Oklahoma City-based Devon Energy Corp. is shifting to development mode in its core in the STACK (aka, the Sooner Trend of the Anadarko Basin, mostly in Canadian and Kingfisher counties) and the Permian's Delaware sub-basin in 2018 as the company continues to focus on returns over growth, management said Wednesday.
Outlining the exploration and production (E&P) company's recently branded "2020 Vision," CEO Dave Hager said during a conference call to discuss 3Q2017 results that Devon expects a 2018 capital expenditure (capex) budget in the $2-2.5 billion range and that the independent will lean on efficient execution and the quality of its asset base in the STACK and Delaware to achieve production growth.
"We expect to deliver this capital spend within operating cash flow at" $50/bbl West Texas Intermediate and $3/MMBtu Henry Hub. "With current strip pricing above this base planning scenario, we have no plans to modify our capital range, and we would expect to generate free cash flow," Hager said.
"And I cannot emphasize this enough: this disciplined plan will represent a major inflection point for Devon due to a step-change in improved capital efficiency as we shift to full-field development in the STACK and Delaware, and as we leverage technology to lower our cost structure."
Hager said Devon plans to allocate more of its 2018 E&P capex to development drilling, "and we're drilling the best-return wells...we feel really good about the program not just in 2018, but well beyond 2018. We're getting in development mode, quite simply, and that's going to continue for a long time."
COO Tony Vaughn said the E&P began production on 50 new wells during the third quarter that yielded 30-day initial production (IP) rates above 2,100 boe/d while limiting capex to $548 million, below the low end of guidance.
"To maximize the value of these stacked-pay reservoirs" in the STACK and Delaware, "our capital activity is shifting towards low-risk, multi-zone developments to increase capital efficiencies and recoveries on a per-section basis," Vaughn said.
Vaughn pointed to early results from Devon's Anaconda project, its first multi-zone development in the Delaware, where "drilling times have improved 55% compared to historic results in this area. We also attained significant efficiencies due to less move times, more repetitive operations, improved productivity from zipper fracks, and we achieved supply chain savings by de-bundling our completion work," Vaughn said.
Combining these improvements, Devon saved $1 million per well at Anaconda versus traditional pad developments while achieving a spud to first production time of 5.8 months, he said.

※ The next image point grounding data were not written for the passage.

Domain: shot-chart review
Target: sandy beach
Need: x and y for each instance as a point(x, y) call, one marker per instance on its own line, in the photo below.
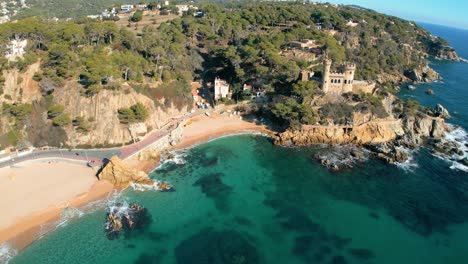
point(201, 129)
point(35, 192)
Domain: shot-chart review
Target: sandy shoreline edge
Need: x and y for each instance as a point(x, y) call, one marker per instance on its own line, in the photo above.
point(27, 229)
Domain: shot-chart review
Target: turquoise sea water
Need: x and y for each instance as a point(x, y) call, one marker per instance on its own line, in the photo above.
point(240, 199)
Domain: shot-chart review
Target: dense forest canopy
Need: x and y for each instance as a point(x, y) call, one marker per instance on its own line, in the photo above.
point(239, 41)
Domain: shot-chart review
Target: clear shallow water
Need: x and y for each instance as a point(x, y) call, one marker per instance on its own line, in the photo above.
point(242, 200)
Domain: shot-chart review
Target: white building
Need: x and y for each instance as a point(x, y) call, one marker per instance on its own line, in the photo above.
point(182, 8)
point(16, 49)
point(126, 8)
point(221, 89)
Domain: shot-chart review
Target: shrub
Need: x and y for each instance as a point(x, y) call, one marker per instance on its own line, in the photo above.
point(136, 113)
point(81, 125)
point(137, 16)
point(55, 110)
point(61, 120)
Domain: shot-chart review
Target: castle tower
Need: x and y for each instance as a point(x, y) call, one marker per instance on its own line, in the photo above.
point(349, 70)
point(326, 74)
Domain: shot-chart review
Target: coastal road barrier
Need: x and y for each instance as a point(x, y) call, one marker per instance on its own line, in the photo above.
point(97, 155)
point(75, 154)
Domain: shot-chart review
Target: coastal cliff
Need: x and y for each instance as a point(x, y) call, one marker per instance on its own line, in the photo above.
point(387, 139)
point(373, 132)
point(120, 174)
point(99, 112)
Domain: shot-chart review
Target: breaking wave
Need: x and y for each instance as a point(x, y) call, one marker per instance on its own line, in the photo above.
point(459, 137)
point(7, 253)
point(410, 164)
point(175, 157)
point(155, 186)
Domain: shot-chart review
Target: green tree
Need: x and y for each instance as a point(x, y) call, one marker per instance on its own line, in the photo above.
point(61, 120)
point(137, 16)
point(55, 110)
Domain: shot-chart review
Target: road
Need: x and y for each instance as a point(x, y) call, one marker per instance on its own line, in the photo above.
point(95, 155)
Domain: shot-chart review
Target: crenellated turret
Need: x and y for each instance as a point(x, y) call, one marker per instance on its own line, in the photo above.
point(349, 70)
point(326, 74)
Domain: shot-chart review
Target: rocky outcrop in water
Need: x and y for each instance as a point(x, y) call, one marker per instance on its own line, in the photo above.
point(447, 53)
point(426, 74)
point(440, 111)
point(341, 157)
point(125, 218)
point(390, 140)
point(120, 174)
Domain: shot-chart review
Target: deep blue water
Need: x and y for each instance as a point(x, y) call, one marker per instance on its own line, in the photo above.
point(242, 200)
point(452, 92)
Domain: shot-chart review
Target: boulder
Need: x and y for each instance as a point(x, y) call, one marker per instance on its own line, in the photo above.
point(125, 218)
point(464, 162)
point(440, 111)
point(120, 174)
point(430, 75)
point(438, 128)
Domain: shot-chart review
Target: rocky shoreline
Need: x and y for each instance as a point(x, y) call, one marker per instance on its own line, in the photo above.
point(391, 141)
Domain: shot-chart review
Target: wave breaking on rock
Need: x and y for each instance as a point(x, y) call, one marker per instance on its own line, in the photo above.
point(453, 148)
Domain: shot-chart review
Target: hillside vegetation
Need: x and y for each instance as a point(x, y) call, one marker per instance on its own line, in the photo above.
point(67, 8)
point(240, 43)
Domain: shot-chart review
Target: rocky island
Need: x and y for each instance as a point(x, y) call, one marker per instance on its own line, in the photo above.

Devon plans to have "several multi-zone projects under development across the STACK and Delaware" by the end of the year, Vaughn said.
Company-wide production for the third quarter averaged 527,000 boe/d (44% oil), above the midpoint of its guidance after adjusting for impacts related to Hurricane Harvey. The company reported storm-related curtailments of around 15,000 boe/d (65% oil) for the quarter, mostly attributable to its Eagle Ford Shale assets in South Texas. Devon produced 577,000 boe/d in the year-ago quarter.
Devon saw the strongest asset-level performance for the quarter in the STACK, which increased 26% year-to-date to 111,000 boe/d for the quarter. That's versus 105,000 boe/d in the second quarter and 92,000 boe/d in the year-ago quarter. STACK activity in the quarter included 14 new wells brought online targeting the Meramec formation that achieved 30-day IP rates of 2,300 boe/d (55% oil), management said.
For its U.S. assets, Devon realized prices for the quarter of $47.12/bbl for oil, $15.15/bbl for natural gas liquids and $2.45/Mcf for natural gas. That's compared with year-ago realized prices of $42.51/bbl, $9.80/bbl and $2.24/Mcf, respectively.
Revenues for the quarter totaled $3.156 billion versus $4.233 billion in the year-ago quarter.
Devon reported a quarterly net income of $228 million (43 cents/share) versus net income of $993 million ($1.90/share) in the year-ago period.